By G.R. Nanda

Through the lush green, Father Hawk jogged, cutting through and separating clumps of grass. He accidentally ran into herds of large, furry and brown bison who grunted at his approach or butted their huge horn-studded heads at him. When they did this, he had to frantically scuttle around the herds or flap his wings and hover away as quickly as he could.
Without his godhood, the stamina in his flight had been taken away. He occasionally soared far above the heads of packed animals alongside other winged creatures as they and the grass zoomed by in blurs. However, he wasn’t used to flying with such effort– such exertion on his wings. So, he found he couldn’t fly for long periods of time. He needed to rest from each flight and practice again.
So, most of his time was spent on foot, moving through the grass. Here, he was likely to be confronted by– if not bison, other animals who were usually bigger than him such as squirrels or long muscular deer who leaped over him while Father Hawk tried to avoid getting trampled by their legs.
It was a hardship he wasn’t used to. He toiled from hour to hour, scuttling through the long and endless grass under the endless white sky.
When he rested in between periods of flight, he walked through the grass. Finally, he had to rest from walking itself.
He stumbled into a patch of shorter grasses bordered by taller grasses when the sun had almost passed completely overhead. The sky was dimmer– not quite the brightsheet of white it once was. Now, it was a duller grey appearing like an overhead rock.
All around him in the distance, critters chirped and out of the endless thickets of grass appeared tiny mosquitoes and other dark insects. They fluttered with wings in the air and crawled and scuttled with little skinny legs on the dirt and on blades of grass.
They buzzed around Father hawk and sometimes nipped at his feathers and beak. When that happened, he always flinched, tried to swat them away or both.
The air was filled with the scent of dirt and below Father Hawk’s feet, the undergrowth of clustered dried grass. The former was dank and heavily odorous while the former was lightly musty.
Father Hawk had gotten so used to the feeling of sleek grass needles brushing his feathers, ruffling them. He was almost as accustomed to the grass as he had been the chilly vacuum of space pressing on his feathers, flattening them as he flapped his wings, flying through the cosmos.
There was a slight chill in the air and sporadic winds to waft it that were stronger than they were when it was brighter earlier in the day.
In this place. Inside of the huntsman’s soul.
Father Hawk huffed and then buckled down onto his knees. Up above, still visible through the border of tall looming grass, was the lump of Coyote’s Rock. It was still massive. But seemingly more so than before when Father Hawk was farther from it. But it wasn’t close enough. The dark mass that it was, was only so close that its outline had expanded a little bit.
The rock itself could now only barely be seen through the grey slivers in between the shrouding tendrils of black fog. The fog seemed to have grown thicker and blacker as the sun had passed overhead.
The Coyote himself couldn’t be seen at all.
Father Hawk closed his eyes and allowed his body to crumple to the ground. He fell on his side and rolled onto his back. He let his head loll back and sighed deeply.

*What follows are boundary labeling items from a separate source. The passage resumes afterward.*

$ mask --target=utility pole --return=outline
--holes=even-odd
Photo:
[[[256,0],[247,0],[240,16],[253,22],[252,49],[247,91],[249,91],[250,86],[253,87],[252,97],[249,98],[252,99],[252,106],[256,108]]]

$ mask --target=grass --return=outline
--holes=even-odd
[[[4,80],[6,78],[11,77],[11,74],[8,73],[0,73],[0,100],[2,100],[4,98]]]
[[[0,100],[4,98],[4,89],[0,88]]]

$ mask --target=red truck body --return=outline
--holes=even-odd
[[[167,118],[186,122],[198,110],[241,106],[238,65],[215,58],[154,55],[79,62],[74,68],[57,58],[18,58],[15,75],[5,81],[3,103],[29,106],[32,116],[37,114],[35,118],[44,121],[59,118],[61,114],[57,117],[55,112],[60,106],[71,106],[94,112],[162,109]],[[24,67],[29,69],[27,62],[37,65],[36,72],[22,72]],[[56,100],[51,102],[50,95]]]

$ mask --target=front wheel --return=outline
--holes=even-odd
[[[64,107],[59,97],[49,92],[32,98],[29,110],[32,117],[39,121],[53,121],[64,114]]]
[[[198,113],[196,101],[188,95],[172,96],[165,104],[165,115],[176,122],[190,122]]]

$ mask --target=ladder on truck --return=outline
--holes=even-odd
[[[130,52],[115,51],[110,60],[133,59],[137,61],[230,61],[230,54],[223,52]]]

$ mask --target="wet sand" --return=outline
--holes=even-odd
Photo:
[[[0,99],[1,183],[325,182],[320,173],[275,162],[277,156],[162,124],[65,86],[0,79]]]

He was so tired. Lying down, all of the fatigue of the day’s activity seeped in. Settling over him like a blanket that weighed him down. He couldn’t move anything. Except for his eyelids which he opened a crack, but while he felt their new weight threatening to close in.
Over him, away from the bordering grass of the edges, towards the center of his vision, a field of millions of glowing white stars beckoned him. It was breathtaking. And even more endless than these grasslands.
Father Hawk inhaled slowly. It was fresh air and delicious to his taxed lungs. He exhaled and as he did, his eyelids grew heavier and moved slightly closer.
“Aaaaaaaaaahhhhhhh…………….” he said quietly.
He scanned the sea of stars and its few tendrils of colorful gaseous nebula, searching for,
“Huntsman.” His voice was a whisper. If he was going to get the Huntsman’s attention, he would have to be louder because he would be a constellation of the sky. He was just too tired. “Where are you?” he whispered. “Oh, Huntsman, where are you? Talk to me. I know you’re there somewhere. Why would you leave now? Did I do well today? I did a lot. I think I did well. Oh, Huntsman…………….”
With that, his eyes closed and sleep overtook him, leaving the sea of stars as his last sight of the day.